Falling Behind on Milestones
Vision plays a critical role in a child’s overall development, including their ability to learn, communicate, and interact with the world around them. Falling behind on developmental milestones can be a sign of vision problems in children. An eye doctor will check up on your child’s vision and identify any possible vision problems.
Children with vision problems may have difficulty seeing facial expressions or following visual cues, which can impact their language development and communication ability. Vision problems can also affect a child’s ability to see details, such as the letters on a page or puzzle pieces, impacting their fine motor skills.
Vision problems can impact a child’s ability to learn and retain new information, impacting their cognitive development and academic performance. Vision problems can also impact a child’s ability to see their surroundings clearly, impacting their gross motor skills, such as balance and coordination. Children with vision problems may have difficulty interacting with their peers, recognizing facial expressions, or following social cues, which can impact their social development.
Talk to Your Child
If you believe that your child could have a vision problem, it’s important to talk to your child’s teacher about your concerns. Teachers are often the first to notice signs of vision problems in children, as they can impact a child’s ability to learn and participate in the classroom. Your child’s teacher will likely be one of the first people to notice if your child’s vision problems are preventing your child from keeping up with their peers.
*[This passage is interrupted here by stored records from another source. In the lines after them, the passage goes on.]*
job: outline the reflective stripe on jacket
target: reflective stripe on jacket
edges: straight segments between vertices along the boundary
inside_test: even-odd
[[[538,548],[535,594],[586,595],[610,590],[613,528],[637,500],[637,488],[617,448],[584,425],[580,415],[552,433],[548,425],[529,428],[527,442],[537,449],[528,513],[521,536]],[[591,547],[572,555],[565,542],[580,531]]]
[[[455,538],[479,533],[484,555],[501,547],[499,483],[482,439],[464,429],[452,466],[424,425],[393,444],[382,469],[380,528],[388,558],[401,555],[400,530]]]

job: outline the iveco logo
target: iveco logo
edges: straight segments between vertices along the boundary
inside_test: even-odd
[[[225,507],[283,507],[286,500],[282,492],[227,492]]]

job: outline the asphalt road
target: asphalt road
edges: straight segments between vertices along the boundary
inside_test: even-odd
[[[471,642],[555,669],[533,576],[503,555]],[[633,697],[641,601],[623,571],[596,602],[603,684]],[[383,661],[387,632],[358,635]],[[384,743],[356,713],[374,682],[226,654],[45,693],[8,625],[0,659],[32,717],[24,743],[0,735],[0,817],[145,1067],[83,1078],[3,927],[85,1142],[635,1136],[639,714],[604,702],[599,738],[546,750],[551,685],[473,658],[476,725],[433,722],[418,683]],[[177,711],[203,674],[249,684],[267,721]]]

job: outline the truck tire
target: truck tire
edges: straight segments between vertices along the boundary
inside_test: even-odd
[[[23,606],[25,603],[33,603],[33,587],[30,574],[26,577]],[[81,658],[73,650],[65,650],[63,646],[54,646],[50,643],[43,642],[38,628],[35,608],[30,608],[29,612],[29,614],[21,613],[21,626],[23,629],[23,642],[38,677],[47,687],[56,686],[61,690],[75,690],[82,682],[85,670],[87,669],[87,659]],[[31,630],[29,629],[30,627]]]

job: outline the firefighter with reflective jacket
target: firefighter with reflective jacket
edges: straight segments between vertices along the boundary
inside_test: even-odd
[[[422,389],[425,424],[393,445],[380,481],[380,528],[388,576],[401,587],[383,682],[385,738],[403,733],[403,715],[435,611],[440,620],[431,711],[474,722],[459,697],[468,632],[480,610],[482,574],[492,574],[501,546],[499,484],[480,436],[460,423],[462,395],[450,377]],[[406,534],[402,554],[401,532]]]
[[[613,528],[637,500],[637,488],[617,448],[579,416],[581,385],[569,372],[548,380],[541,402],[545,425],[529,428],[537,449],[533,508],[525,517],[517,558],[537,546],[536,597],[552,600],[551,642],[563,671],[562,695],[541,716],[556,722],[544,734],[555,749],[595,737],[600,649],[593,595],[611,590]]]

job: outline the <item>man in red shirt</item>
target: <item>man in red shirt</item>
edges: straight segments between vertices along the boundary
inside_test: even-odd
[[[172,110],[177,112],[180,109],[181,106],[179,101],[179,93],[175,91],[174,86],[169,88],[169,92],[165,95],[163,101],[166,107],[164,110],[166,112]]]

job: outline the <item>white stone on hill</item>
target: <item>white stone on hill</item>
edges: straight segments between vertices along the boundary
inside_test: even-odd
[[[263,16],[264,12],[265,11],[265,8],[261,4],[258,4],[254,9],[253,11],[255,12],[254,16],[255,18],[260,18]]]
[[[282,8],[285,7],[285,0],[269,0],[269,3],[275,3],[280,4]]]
Schedule a meeting with your child’s teacher to discuss your concerns about your child’s vision. Share with the teacher the signs and symptoms of vision problems that you have noticed in your child, such as squinting, rubbing their eyes, or falling behind on developmental milestones. You can ask your child’s teacher if they’ve noticed any of these signs in your child or if your child has complained about having difficulty seeing the board or reading a book.
Looking Deeper into Signs of Vision Problems in Children
If you notice any of these signs in your child, it’s important to schedule an eye exam with a qualified eye doctor. You can make a huge difference in your child’s life by identifying possible vision problems and taking your child to receive the treatment they need. Early detection and treatment of vision problems can help prevent long-term vision problems and improve your child’s quality of life.